Watching "The Great British Baking Show" recently, I was intrigued by the judges' comments. They would glance at piece of bread and immediately say
"You proofed it for too long" (or not long enough)
"You kneaded it too much" (or not enough)
"Overbaked" (or underbaked)
"Oven was too hot" (or too cool)
"The wrong flour"
"Too much liquid"
They really seemed to know all about the process and what can go wrong. (It sounded complex and lots could go wrong).
That led me to wondering about the science behind baking bread. Humans have been baking bread for thousands of years. At its simplest, all you do is mix flour and water, and bake it. But it gets more complicated and there's a lot of science involved.
Want more dough? As for a raise.
Flour and water and 18 minutes of baking will get the flat bread called matzah. Most people who eat this for a week find it boring, to say the least. Comparisons to cardboard are common.Jews are required to eat matzah and no leavened bread for the seven days of the Passover festival. |
It's not as quick and easy, but using yeast to get the carbon dioxide bubbles tastes better and is more versatile for getting different bread textures. Yeast is a single celled fungus that feeds on sugar and transforms it into alcohol and carbon dioxide gas.
Yeast cells at a magnification of 400 |
What else do we need?
We need some sort of framework to capture the carbon dioxide bubbles. The best material for this is gluten. Gluten consists of long, elastic protein chains, which form rubbery networks, perfect for capturing gas. It's a lot like a balloon. Handily, wheat flour contains two proteins, glutenin and gliadin which, when combined with water, form gluten.The more protein in the flour, the more gluten it has. That's why cake flour and bread flour are different. Bread needs much more gluten than cakes do. Bread flour has about twice as much protein as cake flour. This video
has a great demonstration of the difference and really shows the elastic property of gluten.
Most bread recipes mix the dry and wet ingredients and then leave the dough for an hour or two to do its magic: breaking down the starch to form sugar, which feeds the yeast cells, giving off bubbles of carbon dioxide which are captured in the gluten network. The dough will rise to about double its original volume. This is called proofing.
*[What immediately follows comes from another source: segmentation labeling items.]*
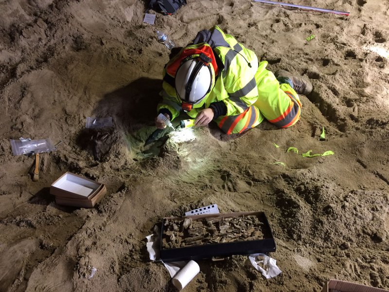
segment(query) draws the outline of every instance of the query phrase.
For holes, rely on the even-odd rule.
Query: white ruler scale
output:
[[[217,205],[213,204],[205,207],[201,207],[198,209],[195,209],[192,211],[188,211],[185,212],[186,216],[193,216],[194,215],[199,215],[201,214],[217,214],[219,213],[219,208]]]

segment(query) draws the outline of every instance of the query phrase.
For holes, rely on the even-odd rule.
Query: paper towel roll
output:
[[[172,279],[173,285],[182,290],[200,272],[200,267],[194,260],[190,261]]]

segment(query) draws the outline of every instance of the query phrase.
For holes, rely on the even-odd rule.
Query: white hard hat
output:
[[[183,102],[198,104],[211,91],[214,79],[210,60],[201,54],[199,58],[184,60],[180,65],[176,74],[175,85],[177,94]]]

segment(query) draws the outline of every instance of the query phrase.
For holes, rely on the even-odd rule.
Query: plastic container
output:
[[[157,38],[158,41],[165,45],[166,48],[171,50],[176,46],[173,41],[169,38],[166,34],[157,31]]]
[[[10,140],[14,155],[29,155],[34,153],[43,153],[56,150],[55,146],[49,139],[30,140],[20,138],[19,140]]]
[[[164,123],[165,125],[166,125],[166,126],[168,126],[169,127],[173,128],[173,129],[176,130],[176,129],[174,128],[173,124],[172,124],[172,122],[170,122],[170,120],[169,119],[168,119],[166,117],[166,116],[163,113],[160,113],[159,114],[157,118],[159,121],[162,121],[162,122],[163,122],[163,123]]]
[[[183,120],[179,122],[179,126],[182,128],[191,128],[194,126],[194,122],[196,120],[194,119]]]

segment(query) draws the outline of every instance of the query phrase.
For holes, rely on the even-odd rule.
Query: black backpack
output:
[[[186,4],[186,0],[150,0],[149,8],[165,15],[171,15]]]

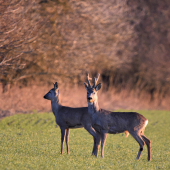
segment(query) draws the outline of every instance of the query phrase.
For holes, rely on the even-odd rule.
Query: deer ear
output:
[[[86,90],[87,90],[87,89],[88,89],[87,83],[84,83],[84,86],[85,86],[85,88],[86,88]]]
[[[102,87],[102,84],[99,83],[99,84],[95,87],[95,90],[98,91],[98,90],[100,90],[101,87]]]
[[[53,84],[54,84],[54,88],[57,89],[57,88],[58,88],[58,83],[55,82],[55,83],[53,83]]]

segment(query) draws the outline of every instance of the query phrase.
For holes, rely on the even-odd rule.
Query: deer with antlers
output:
[[[130,133],[139,143],[139,152],[136,159],[139,159],[146,144],[148,149],[148,161],[151,160],[151,141],[144,135],[144,130],[148,124],[148,120],[136,112],[111,112],[100,109],[98,105],[97,92],[101,88],[101,83],[97,85],[100,74],[94,79],[91,86],[89,74],[87,75],[87,83],[84,83],[87,90],[88,112],[92,118],[92,126],[101,138],[101,157],[104,157],[104,145],[107,133],[117,134],[125,132],[126,136]],[[96,149],[100,140],[97,141]]]
[[[98,150],[96,150],[96,132],[92,128],[92,120],[88,114],[87,107],[72,108],[62,106],[59,102],[59,89],[57,82],[45,96],[45,99],[51,100],[52,111],[55,116],[56,123],[61,129],[61,154],[63,153],[64,138],[66,140],[67,153],[69,153],[69,132],[71,128],[84,127],[94,138],[94,146],[92,155],[97,156]],[[98,137],[100,138],[100,137]]]

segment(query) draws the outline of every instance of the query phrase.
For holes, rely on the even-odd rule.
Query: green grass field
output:
[[[170,111],[139,111],[149,123],[152,160],[144,147],[139,161],[138,143],[129,135],[108,135],[105,157],[91,156],[93,138],[86,130],[71,129],[70,154],[60,154],[61,135],[52,113],[18,114],[0,120],[0,169],[170,169]],[[100,151],[99,151],[100,152]]]

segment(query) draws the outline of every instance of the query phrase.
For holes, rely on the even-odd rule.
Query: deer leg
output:
[[[104,158],[104,145],[107,138],[107,133],[101,133],[101,157]]]
[[[151,160],[151,141],[144,135],[141,135],[142,139],[145,141],[148,149],[148,161]]]
[[[63,154],[63,144],[64,144],[64,137],[65,137],[65,128],[60,127],[61,129],[61,154]]]
[[[98,155],[97,141],[99,140],[99,137],[96,135],[95,130],[91,126],[84,126],[84,128],[93,136],[94,145],[92,155],[95,155],[97,157]]]
[[[131,135],[132,135],[132,136],[135,138],[135,140],[139,143],[140,148],[139,148],[138,155],[137,155],[137,157],[136,157],[136,159],[139,159],[140,156],[141,156],[141,153],[142,153],[142,151],[143,151],[143,147],[144,147],[144,145],[145,145],[145,142],[143,141],[143,139],[141,138],[141,136],[139,136],[137,133],[136,133],[136,134],[131,134]]]
[[[69,133],[70,133],[70,129],[66,129],[66,136],[65,136],[65,139],[66,139],[66,146],[67,146],[67,154],[69,154],[69,146],[68,146],[68,143],[69,143]]]

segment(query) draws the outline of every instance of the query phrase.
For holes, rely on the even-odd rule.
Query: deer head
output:
[[[48,100],[58,100],[58,97],[59,97],[59,89],[58,89],[58,83],[55,82],[53,83],[54,84],[54,88],[52,88],[45,96],[44,98],[45,99],[48,99]]]
[[[99,79],[100,74],[98,74],[97,77],[94,78],[94,84],[93,86],[90,85],[90,80],[91,78],[89,77],[89,74],[87,74],[87,83],[84,83],[85,88],[87,90],[87,102],[88,103],[93,103],[95,101],[97,101],[97,92],[100,90],[101,88],[101,83],[97,84],[97,81]]]

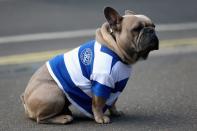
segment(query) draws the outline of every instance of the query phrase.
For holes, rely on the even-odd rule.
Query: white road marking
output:
[[[158,32],[194,30],[194,29],[197,29],[197,22],[160,24],[157,25],[156,27],[156,30]],[[45,32],[45,33],[24,34],[24,35],[15,35],[15,36],[2,36],[0,37],[0,44],[90,37],[95,34],[95,31],[96,29],[84,29],[84,30],[63,31],[63,32]]]

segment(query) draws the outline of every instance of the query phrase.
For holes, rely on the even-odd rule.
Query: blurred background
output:
[[[0,130],[197,130],[196,0],[0,0]],[[74,110],[67,126],[25,118],[19,96],[56,54],[90,39],[111,6],[149,16],[160,50],[133,66],[118,106],[125,115],[100,126]],[[84,129],[85,127],[85,129]]]

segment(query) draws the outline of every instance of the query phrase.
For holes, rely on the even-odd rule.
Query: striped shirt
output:
[[[88,117],[93,117],[92,96],[106,99],[105,111],[123,91],[131,72],[131,66],[95,40],[58,55],[46,64],[68,100]]]

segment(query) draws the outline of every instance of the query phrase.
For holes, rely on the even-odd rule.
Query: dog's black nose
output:
[[[150,46],[152,47],[153,50],[158,50],[159,49],[159,39],[158,37],[156,36],[156,34],[154,34],[152,37],[151,37],[151,42],[150,42]]]

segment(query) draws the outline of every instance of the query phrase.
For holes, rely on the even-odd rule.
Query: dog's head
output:
[[[104,14],[110,25],[111,35],[132,59],[132,63],[147,59],[150,51],[159,49],[155,25],[147,16],[137,15],[129,10],[125,11],[124,16],[120,16],[111,7],[106,7]]]

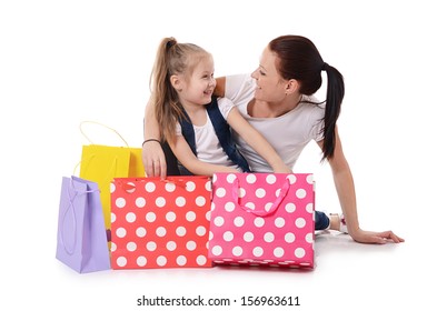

Then you knead the dough by repeatedly folding at and squashing it. This helps develop the gluten network to make it stronger and more elastic. Some recipes repeat the process of letting the dough rise and kneading it - sometimes several times.
Now we're cooking!
It's time to bake. As the dough heats up in the oven, the carbon dioxide bubbles expand. New bubbles are also formed because the alcohol (remember that yeast produces both carbon dioxide and alcohol) and the water which the starch absorbed, both vaporize. So the dough rises again. This is called "oven spring".Illustration of heat transfer from Modernist Bread, The Cooking Lab |
If the experiment was successful, you now have a hot, crusty, delicious loaf of bread.
Full disclosure: I haven't yet put any of my newly discovered information to the test of actually baking bread. But I will!